Pr. Joseph Vincent Ntuda Ebodé, coordonnateur du Centre de recherches et d’études politiques et géostratégiques de l’université de Yaoundé II-Soa

Atteinte à la liberté de presse : Le journaliste Innocent Ebode est-il victime ?

Le journaliste parlant de sa reconduite à la frontière dit être la victime d’une machination.

Expulsion pour séjour irrégulier
Dans un communiqué rendu public par l’Agence France Presse, on a appris que dans l’après midi du 14 octobre dernier Innocent Ebode le rédacteur en chef de l’hebdomadaire privé La Voix, paraissant à N’Djamena(Tchad) a été conduit par les autorités tchadiennes dans la ville frontalière de Kousseri (extrême-nord), côté camerounais. On a ainsi appris que le matin de ce jour là, vers 8 heures, il avait été convoqué par les services des Renseignements généraux, à N’Djamena, puis emmené à la Surveillance du territoire où, après deux heures d’entretien en présence de ses deux avocats, on lui a fait comprendre qu’il était en « séjour irrégulier ». Interrogé sur la question, le journaliste a donné sa version des faits à la radio nationale. Je leur ai expliqué que j’avais perdu mon passeport et mon titre de séjour affirme-t-il.

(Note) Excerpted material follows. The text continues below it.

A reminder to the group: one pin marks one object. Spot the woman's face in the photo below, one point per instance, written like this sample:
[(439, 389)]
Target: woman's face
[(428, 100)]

Une machination orchestrée
Tant l’expulsion que le motif n’ont pas manqué de surprendre, le concerné en premier. Les raisons utilisées par les autorités pour me mettre à la porte ne tiennent pas la route. J’ai une carte consulaire, le Tchad et le Cameroun sont membres de la Communauté économique et monétaire de l’Afrique centrale (CEMAC), je devrais donc pouvoir circuler et travailler librement indique Innocent Ebode qui croit voire dans cette situation, une mesure de répression à l’encontre de son organe de presse. Je reste convaincu que les vraies raisons de ma reconduite c’est que nos articles dérangent les autorités et elles ont voulu décapiter le journal.

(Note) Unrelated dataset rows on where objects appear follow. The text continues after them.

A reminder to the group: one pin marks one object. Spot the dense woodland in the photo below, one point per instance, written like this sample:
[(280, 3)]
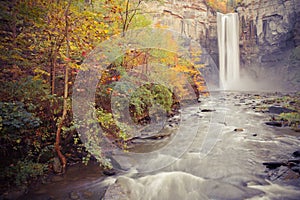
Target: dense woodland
[(43, 44)]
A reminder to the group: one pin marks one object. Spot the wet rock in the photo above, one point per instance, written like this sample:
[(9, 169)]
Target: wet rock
[(274, 123), (208, 110), (14, 194), (109, 172), (74, 195), (57, 167), (242, 101), (238, 130), (87, 194), (278, 110), (57, 179), (296, 153), (296, 169), (273, 165)]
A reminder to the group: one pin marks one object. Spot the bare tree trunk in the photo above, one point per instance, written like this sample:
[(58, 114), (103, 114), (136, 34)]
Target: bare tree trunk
[(52, 72), (65, 102)]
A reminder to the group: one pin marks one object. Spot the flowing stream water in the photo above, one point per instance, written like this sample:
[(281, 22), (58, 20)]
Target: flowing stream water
[(220, 163)]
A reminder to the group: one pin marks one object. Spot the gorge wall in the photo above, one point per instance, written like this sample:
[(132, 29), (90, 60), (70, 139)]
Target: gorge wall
[(269, 35)]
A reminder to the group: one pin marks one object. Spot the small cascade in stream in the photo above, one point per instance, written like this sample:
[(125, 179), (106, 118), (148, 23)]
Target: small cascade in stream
[(229, 56)]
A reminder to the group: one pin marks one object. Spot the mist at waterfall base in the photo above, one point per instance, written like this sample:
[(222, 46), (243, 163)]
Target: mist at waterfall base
[(231, 76)]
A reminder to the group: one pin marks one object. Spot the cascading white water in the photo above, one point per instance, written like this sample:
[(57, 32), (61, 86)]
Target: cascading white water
[(229, 56)]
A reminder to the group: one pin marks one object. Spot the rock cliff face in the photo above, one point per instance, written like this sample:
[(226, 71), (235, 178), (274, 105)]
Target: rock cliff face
[(270, 38), (192, 18), (269, 34)]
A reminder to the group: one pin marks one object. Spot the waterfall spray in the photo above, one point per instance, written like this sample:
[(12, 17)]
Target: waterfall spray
[(229, 56)]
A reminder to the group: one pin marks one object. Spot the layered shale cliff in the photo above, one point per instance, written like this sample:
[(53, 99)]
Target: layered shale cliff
[(270, 39), (269, 34)]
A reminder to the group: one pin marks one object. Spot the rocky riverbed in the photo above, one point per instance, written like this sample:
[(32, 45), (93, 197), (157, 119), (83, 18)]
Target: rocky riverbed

Les publications du journal condamnées
Trois semaines auparavant, La Voix avait publié un article évoquant un probable départ du Premier ministre, Youssouf Saleh Abbas, et émettant des avis sur son éventuel successeur. Dans un communiqué, la présidence de la République a accusé le journal de viser à démobiliser l’administration. Un jour avant sa reconduite à la frontière, le journal a publié un article sur les dépenses militaires du Tchad. Les autorités camerounaises et tchadiennes n’ont pas souhaité se prononcer sur le sujet, qui visiblement incommode. Laurent Charles Boyomo Assala interrogé sur la question a choisi de jouer la carte de la prudence. Dans cette affaire on a parlé de reconduite à la frontière et non d’expulsion; ce n’est pas un simple jeu de mot; en droit les deux concepts représentent des situations différentes. On devrait se garder de se prononcer sur une affaire lorsqu’on ne possède pas les éléments de toutes les parties affirme-t-il.

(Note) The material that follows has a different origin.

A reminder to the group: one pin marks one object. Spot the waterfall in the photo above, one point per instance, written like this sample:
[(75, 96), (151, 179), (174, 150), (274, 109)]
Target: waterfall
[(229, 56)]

Mauvaise publicité pour la coopération médiatique
L’incident est survenu au même moment se signaient un protocole d’accord de régulation des médias entre le Cameroun et le Tchad. Une alliance non pas pour embrigader la presse, mais plutôt une opportunité selon les deux partie, de mettre en commun des atouts dont dispose chacun des 2 pays en la matière. Avec l’affaire Ebode Innocent, les objectifs semblent partis du mauvais pied. Charles Boyomo Assala minimise encore une fois l’impact de la reconduite d’un journaliste camerounais du Tchad sur la bonne marche du protocole. Pour sa part, Ebode Innocent affirme ne pas savoir s’il rentrera au Tchad. Pour le moment je n’ai rien décidé, je vais laisser la situation évoluer et on verra par la suite ce qu’il ya lieu de faire affirme-t-il.